Do those everyday dimensions play out against significant biological variation? Most definitely yes. Can we use our understanding of that variation to understand that “will power” or the “perfect” diet won’t be as effective for most people on the “wrong” side of that variation? Here I’ll offer a more qualified yes, because this question, unlike the first one, frames the problem as nature versus nurture. And obesity involves both nature and nurture and their significant interactions.
Molecular genetic and biological mechanism research actually point to significant variation in “obesity” that is important. A small percentage of obese individuals have “genetic obesity syndromes” (Farooqi & O’Rahilly 2007), for example, congenital leptin deficiency. So it’s certainly not a one-size fits all approach. However, this is precisely what the measurement of BMI does, give a number to a person irrespective of age, gender, muscle-building activities, or any number of other things found to shape BMI scores.
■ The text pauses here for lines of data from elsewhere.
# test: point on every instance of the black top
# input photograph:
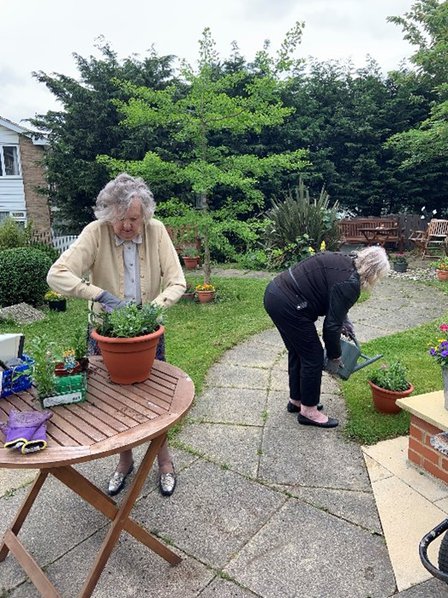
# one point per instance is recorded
(330, 285)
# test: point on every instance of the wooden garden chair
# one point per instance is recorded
(433, 239)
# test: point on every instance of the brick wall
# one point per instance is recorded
(33, 176)
(422, 453)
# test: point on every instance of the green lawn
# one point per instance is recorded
(197, 335)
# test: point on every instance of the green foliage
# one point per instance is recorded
(390, 377)
(299, 223)
(129, 321)
(12, 234)
(23, 273)
(41, 349)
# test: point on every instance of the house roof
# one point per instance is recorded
(36, 138)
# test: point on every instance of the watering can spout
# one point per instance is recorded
(350, 354)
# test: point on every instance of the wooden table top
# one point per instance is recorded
(113, 418)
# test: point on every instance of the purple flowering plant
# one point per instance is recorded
(440, 349)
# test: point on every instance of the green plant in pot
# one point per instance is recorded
(389, 383)
(400, 262)
(127, 338)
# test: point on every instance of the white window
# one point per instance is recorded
(9, 160)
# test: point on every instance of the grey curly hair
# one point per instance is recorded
(372, 265)
(114, 199)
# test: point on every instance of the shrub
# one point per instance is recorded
(12, 234)
(23, 273)
(299, 218)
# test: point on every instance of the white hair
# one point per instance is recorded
(114, 199)
(372, 265)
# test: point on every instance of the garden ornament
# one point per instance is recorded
(350, 353)
(26, 431)
(109, 302)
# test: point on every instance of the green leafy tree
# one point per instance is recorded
(88, 125)
(205, 109)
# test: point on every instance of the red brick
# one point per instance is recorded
(417, 433)
(425, 451)
(415, 457)
(435, 471)
(420, 423)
In reviewing the genetic research, what I did find striking is the conclusion that in most cases, obesity appears to be driven more by regulation of appetite and energy intake (Farooqi & O’Rahilly 2007). As these authors write, “The genetic defects found to date all impair satiety, affecting the function of appetite control centres in the brain rather than being due to a ‘slow metabolism.’ This indicates that we must think of human food intake not as an entirely voluntarily controllable phenomenon but one driven by powerful biological signals from relatively primitive brain areas. When these basic signaling mechanisms are severely disrupted, it is very difficult to overcome the drive to eat (38).”
Kolata’s book is filled with stories of people who successfully lose weight and then gain it back, driven by hunger. Even though from the outside it might appear that they are not hungry—how could they be, all that extra weight?—their bodies respond as if they are hungry, as if they don’t have enough energy or even that they are starving. It is one of the most convincing parts of her book, how she brings together the research evidence showing how heavier subjects react to weight loss like thin people put on starvation diets and the descriptions of struggles with weight loss and the powerful urges to eat described by the people in her book.